Dzhokhar Tsarnaev non riesce a parlare. La polizia: "Lui e il fratello stavano per attaccare altre persone". Ed è caccia a chi li ha aiutati

Chi sapeva è morto. Chi è vivo non parla perché si è sparato in bocca in prima della cattura. Molti misteri dell'attentato di Boston e della carriera terroristica dei fratelli Tsarnaev sono rinchiusi in questo paradosso. Su altri indagano l'Fbi e i responsabili dei servizi di sicurezza. Il primo arcano è se Tamerlan e il fratello minore Dzhokhar, risvegliatosi ieri in un letto d'ospedale (dove è stato formalmente incriminato), fossero legati ad una rete di fiancheggiatori in grado di armarli o addestrarli. Per capirlo un gruppetto di specialisti sta analizzando i primi bigliettini di risposta scritti con grafia tentennante dal sopravvissuto. Un'altra task force di mille agenti indaga invece su una dozzina di sospetti individuati all'interno degli Stati Uniti. Indagini precedute dall'arresto di un uomo e due donne fermati prima della cattura di Dzhokhar.

L'esistenza di una cellula dormiente spiegherebbe, secondo gli inquirenti, come Tamerlan e Dzhokhar si siano procurati armi e munizioni. Tamerlan, privo della residenza a causa di alcuni precedenti non poteva ottenere un permesso di detenzione. Dzhokhar non aveva ancora compiuto i 21 anni indispensabili in Massachusetts per acquisire un'arma. Per far luce su questo e altro gli inquirenti interrogheranno Katherine Russel, la 24enne vedova di Tamerlan convertitasi all'islam per sposarlo. A dar retta al legale della donna, l'avvocato Amato De Luca, i sospetti su di lei sono assolutamente infondati: «Katherine è innocente, ha appreso la notizia alla tv…. L'ultima volta che lo ha visto vivo è stato quando è uscita per andare al lavoro, e lui era a casa». La procura di Boston ha anche deciso di riaprire il caso (all'epoca irrisolto) di tre giovani sgozzati nel 2011: uno di loro era amico proprio di Tamerlan.
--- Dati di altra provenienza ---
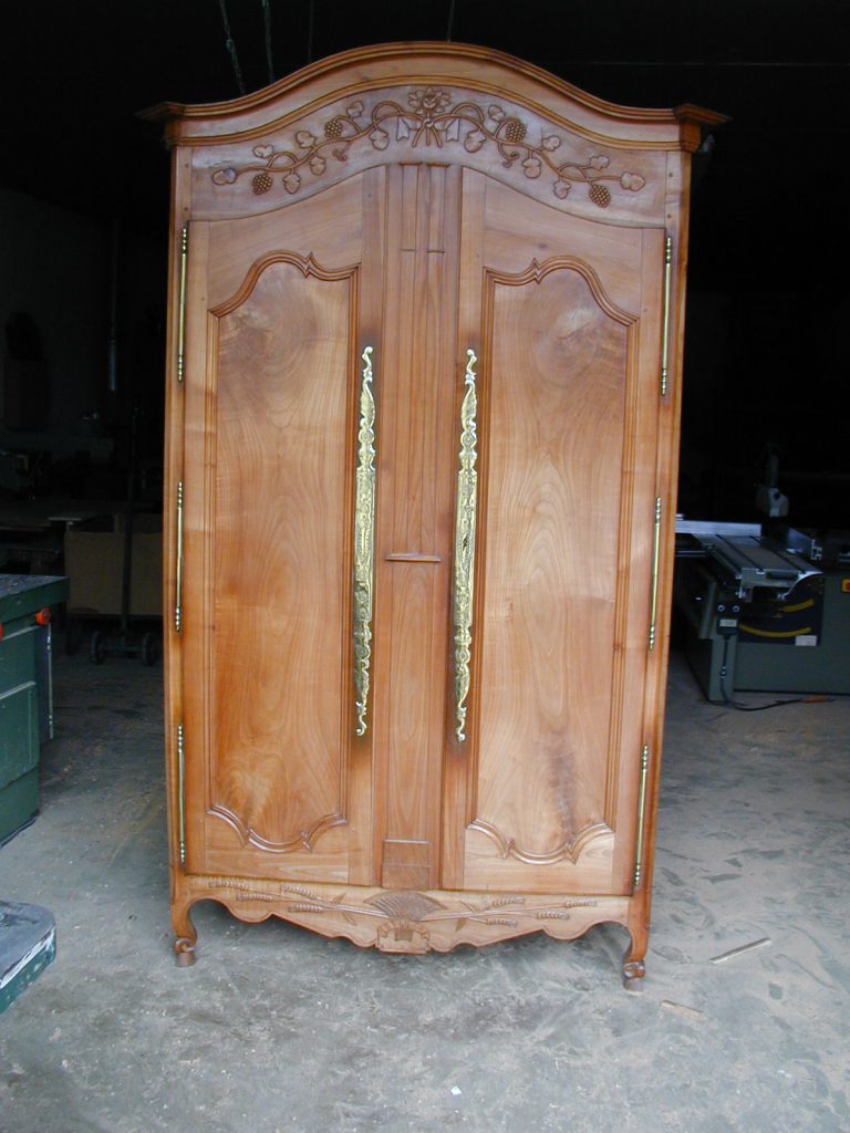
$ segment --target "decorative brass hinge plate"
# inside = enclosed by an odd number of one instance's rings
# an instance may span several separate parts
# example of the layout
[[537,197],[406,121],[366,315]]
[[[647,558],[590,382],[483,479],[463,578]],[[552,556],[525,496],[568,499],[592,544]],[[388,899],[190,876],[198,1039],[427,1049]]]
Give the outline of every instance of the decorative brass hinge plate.
[[635,837],[635,888],[644,876],[644,827],[646,826],[646,781],[649,774],[649,746],[640,752],[640,785],[638,787],[638,828]]
[[661,569],[661,496],[655,500],[655,521],[653,525],[653,581],[649,600],[649,653],[655,648],[655,631],[658,617],[658,571]]
[[469,663],[473,645],[473,587],[475,581],[475,512],[477,505],[477,411],[474,350],[467,350],[466,394],[460,408],[460,468],[454,519],[454,695],[458,740],[466,740]]
[[175,582],[175,631],[182,629],[182,480],[177,484],[177,580]]
[[182,724],[177,725],[177,836],[180,845],[180,864],[186,864],[186,749]]
[[366,734],[372,661],[372,604],[375,543],[375,398],[372,393],[372,347],[366,347],[360,385],[360,424],[355,472],[354,639],[357,734]]

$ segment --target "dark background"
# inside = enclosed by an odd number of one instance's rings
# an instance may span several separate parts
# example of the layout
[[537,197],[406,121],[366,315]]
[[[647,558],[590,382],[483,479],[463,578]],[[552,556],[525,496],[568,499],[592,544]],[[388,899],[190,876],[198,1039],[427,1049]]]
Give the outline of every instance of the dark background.
[[[695,164],[679,506],[691,518],[757,518],[756,485],[774,452],[791,520],[832,528],[850,527],[848,8],[226,2],[246,91],[269,83],[269,46],[280,78],[352,46],[451,33],[612,102],[691,102],[730,116]],[[133,407],[155,485],[169,157],[159,128],[136,113],[239,94],[221,0],[6,2],[0,62],[0,325],[8,331],[24,312],[41,333],[42,443],[67,440],[94,415],[114,441],[99,468],[66,444],[39,489],[96,491],[113,474],[118,483]],[[116,232],[119,381],[110,392]],[[2,441],[8,448],[8,432]]]

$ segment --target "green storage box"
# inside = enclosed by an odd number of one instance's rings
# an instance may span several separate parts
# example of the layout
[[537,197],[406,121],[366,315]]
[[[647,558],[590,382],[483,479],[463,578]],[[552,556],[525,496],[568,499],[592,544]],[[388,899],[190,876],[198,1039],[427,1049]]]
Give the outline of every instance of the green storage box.
[[53,734],[50,623],[68,580],[0,574],[0,843],[39,810],[39,755]]

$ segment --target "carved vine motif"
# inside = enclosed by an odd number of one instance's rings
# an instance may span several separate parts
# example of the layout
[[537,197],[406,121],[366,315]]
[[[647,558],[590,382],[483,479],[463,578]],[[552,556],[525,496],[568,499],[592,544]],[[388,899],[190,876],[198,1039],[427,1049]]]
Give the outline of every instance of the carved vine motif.
[[571,909],[593,908],[597,903],[593,897],[576,897],[530,904],[526,897],[503,896],[477,903],[461,898],[459,908],[450,909],[424,893],[391,889],[368,897],[363,904],[352,904],[346,900],[345,892],[331,900],[306,886],[286,881],[275,887],[277,892],[260,888],[252,881],[236,877],[211,877],[206,879],[206,884],[210,888],[232,889],[237,894],[237,901],[243,902],[271,903],[283,898],[288,902],[287,911],[290,913],[340,913],[349,925],[355,925],[357,917],[379,918],[391,922],[397,929],[415,929],[434,921],[453,920],[457,922],[456,932],[468,921],[513,928],[521,920],[569,920]]
[[398,102],[379,102],[367,114],[363,102],[357,100],[346,107],[345,112],[334,113],[323,123],[322,137],[309,130],[298,130],[294,150],[256,145],[253,151],[256,162],[241,169],[233,165],[216,169],[212,174],[213,182],[233,185],[240,177],[252,174],[252,188],[261,196],[272,189],[274,178],[279,177],[287,193],[294,194],[300,189],[308,173],[315,178],[324,174],[329,156],[347,161],[351,147],[367,139],[379,151],[386,150],[392,140],[407,142],[414,148],[423,144],[437,150],[457,142],[462,143],[467,153],[477,153],[485,145],[493,145],[505,169],[518,165],[532,180],[546,170],[554,173],[552,191],[561,201],[573,186],[584,185],[589,199],[598,208],[607,208],[611,204],[611,189],[606,181],[630,193],[638,193],[646,185],[639,173],[609,172],[611,159],[605,154],[593,154],[584,164],[559,162],[556,153],[562,139],[556,134],[542,134],[539,143],[533,142],[527,123],[496,103],[487,107],[486,111],[476,102],[452,104],[452,95],[448,91],[433,86],[410,91],[407,102],[407,109]]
L'ipotesi di un collegamento con una cellula dormiente alimenta anche altre tesi. Una delle più gettonate suggerisce che il fratello maggiore fosse una «talpa» fuori controllo reclutata dall'Fbi per infiltrare le cellule di jihadisti caucasici negli Usa. Questo spiegherebbe perché i federali abbiano rinunciato a controllarlo dopo il viaggio di sei mesi nel Daghestan. Ma anche perché per dargli la caccia si sia atteso che lui e il fratello uccidessero una guardia del Mit, sequestrassero un'auto con tanto di proprietario e rapinassero un negozio. Anche la tentata incursione al Mit appare bizzarra per due terroristi in fuga. A meno che Tamerlan e Dzhokhar non cercassero di colpire un altro obbiettivo. «Sulla base delle prove rinvenute, delle numerose esplosioni, degli ordigni e degli armamenti recuperati abbiamo ragione di credere che stavano per attaccare altre persone» sostiene Ed Davis, commissario della polizia di Boston. Una tesi avvalorata, a dar retta agli inquirenti, dalla testimonianza del proprietario del Suv Mercedes sequestrato durante la fuga, secondo cui i due terroristi volevano raggiungere New York.
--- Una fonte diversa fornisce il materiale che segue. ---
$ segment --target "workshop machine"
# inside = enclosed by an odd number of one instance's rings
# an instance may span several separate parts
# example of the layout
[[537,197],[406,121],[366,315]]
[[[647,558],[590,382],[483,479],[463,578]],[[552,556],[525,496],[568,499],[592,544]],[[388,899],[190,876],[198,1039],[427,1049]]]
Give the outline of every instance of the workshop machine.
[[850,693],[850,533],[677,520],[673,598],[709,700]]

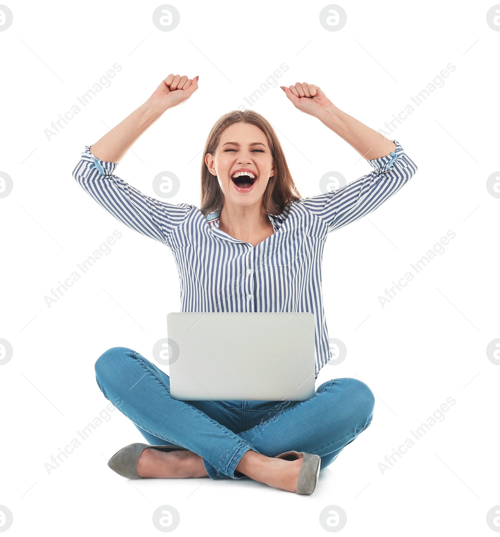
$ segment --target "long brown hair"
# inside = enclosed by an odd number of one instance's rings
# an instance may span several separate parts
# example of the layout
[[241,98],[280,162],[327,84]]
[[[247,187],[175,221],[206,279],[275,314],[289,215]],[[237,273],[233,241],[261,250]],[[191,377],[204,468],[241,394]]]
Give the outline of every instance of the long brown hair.
[[262,202],[267,214],[279,215],[291,200],[298,201],[300,194],[297,190],[288,169],[281,144],[269,122],[253,110],[233,110],[221,116],[212,128],[203,151],[201,162],[201,207],[205,216],[212,211],[222,209],[224,194],[216,176],[210,173],[205,162],[207,153],[214,155],[224,130],[235,123],[249,123],[258,127],[265,134],[274,164],[275,173],[264,191]]

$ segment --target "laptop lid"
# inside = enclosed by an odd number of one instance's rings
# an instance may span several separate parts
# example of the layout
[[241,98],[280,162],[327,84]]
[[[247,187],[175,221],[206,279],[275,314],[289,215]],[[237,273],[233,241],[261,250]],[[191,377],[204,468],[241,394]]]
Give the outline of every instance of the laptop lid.
[[170,395],[182,401],[306,401],[314,395],[314,315],[167,315]]

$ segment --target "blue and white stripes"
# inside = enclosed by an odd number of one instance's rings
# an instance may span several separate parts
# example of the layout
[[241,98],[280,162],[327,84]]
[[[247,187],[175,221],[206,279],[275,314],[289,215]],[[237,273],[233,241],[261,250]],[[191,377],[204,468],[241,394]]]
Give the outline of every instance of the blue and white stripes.
[[316,322],[316,377],[331,354],[321,292],[329,233],[371,213],[417,171],[396,140],[395,151],[368,161],[373,171],[337,190],[301,198],[269,215],[274,233],[256,246],[219,229],[219,214],[145,195],[85,147],[73,177],[125,225],[167,245],[180,280],[182,311],[310,311]]

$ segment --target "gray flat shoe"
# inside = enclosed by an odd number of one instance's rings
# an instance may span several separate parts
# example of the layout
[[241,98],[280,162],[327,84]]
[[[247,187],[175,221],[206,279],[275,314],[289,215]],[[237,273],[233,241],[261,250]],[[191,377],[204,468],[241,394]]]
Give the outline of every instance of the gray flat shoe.
[[303,459],[300,473],[297,480],[296,494],[312,494],[318,482],[320,475],[320,463],[321,459],[318,455],[306,453],[303,451],[287,451],[277,455],[275,459],[284,459],[286,461],[295,461]]
[[[141,454],[148,448],[158,451],[175,451],[185,449],[185,447],[166,444],[163,446],[150,446],[148,444],[129,444],[117,451],[108,461],[107,465],[117,474],[128,479],[146,479],[137,475],[137,463]],[[303,464],[303,463],[302,463]]]

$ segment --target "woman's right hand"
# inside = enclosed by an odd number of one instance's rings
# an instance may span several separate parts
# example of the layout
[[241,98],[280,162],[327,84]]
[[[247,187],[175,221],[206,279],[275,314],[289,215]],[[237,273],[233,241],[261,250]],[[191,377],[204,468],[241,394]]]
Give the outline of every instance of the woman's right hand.
[[198,76],[191,79],[188,78],[185,75],[183,76],[169,75],[162,81],[151,98],[156,100],[165,110],[177,106],[187,100],[198,89]]

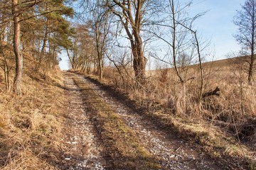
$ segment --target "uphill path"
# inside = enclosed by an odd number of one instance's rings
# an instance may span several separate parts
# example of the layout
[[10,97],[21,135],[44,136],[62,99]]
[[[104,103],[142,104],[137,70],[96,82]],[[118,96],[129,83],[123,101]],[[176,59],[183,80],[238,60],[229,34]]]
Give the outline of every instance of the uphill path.
[[60,169],[226,169],[100,84],[63,72],[68,106]]

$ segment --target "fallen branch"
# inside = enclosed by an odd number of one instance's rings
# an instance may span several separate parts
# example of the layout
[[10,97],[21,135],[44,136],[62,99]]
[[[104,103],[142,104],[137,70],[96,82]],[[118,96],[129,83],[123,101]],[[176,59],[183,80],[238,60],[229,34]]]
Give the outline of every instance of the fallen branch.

Un argomento capace di affascinare i sostenitori della cospirazione è, invece, la mancata divulgazione di un elenco delle armi a disposizione dei due terroristi. Soprattutto dopo le indiscrezioni sull'utilizzo di un Colt M4, il mitragliatore a canna corta, derivato dall'M16, in dotazione all'esercito Usa. Nel frattempo l'America si divide sulla mancata lettura al sopravvissuto dei cosiddetti «Miranda Rights», ovvero il diritto a restare in silenzio e ad ottenere un avvocato. La sospensione dei «Miranda Rights» per i sospetti terroristi è frutto di un regolamento segreto approvato dall'amministrazione Obama, qualora si tema la perdita d'informazioni preziose e un'immediata minaccia per la sicurezza pubblica. Ulteriori polemiche ha suscitato la richiesta di alcuni repubblicani di trattare Dzhokar come un «combattente illegale», applicando la stessa regola che permise di far giudicare da tribunali militari i terroristi di Guantanamo: richiesta già respinta dalla Casa Bianca.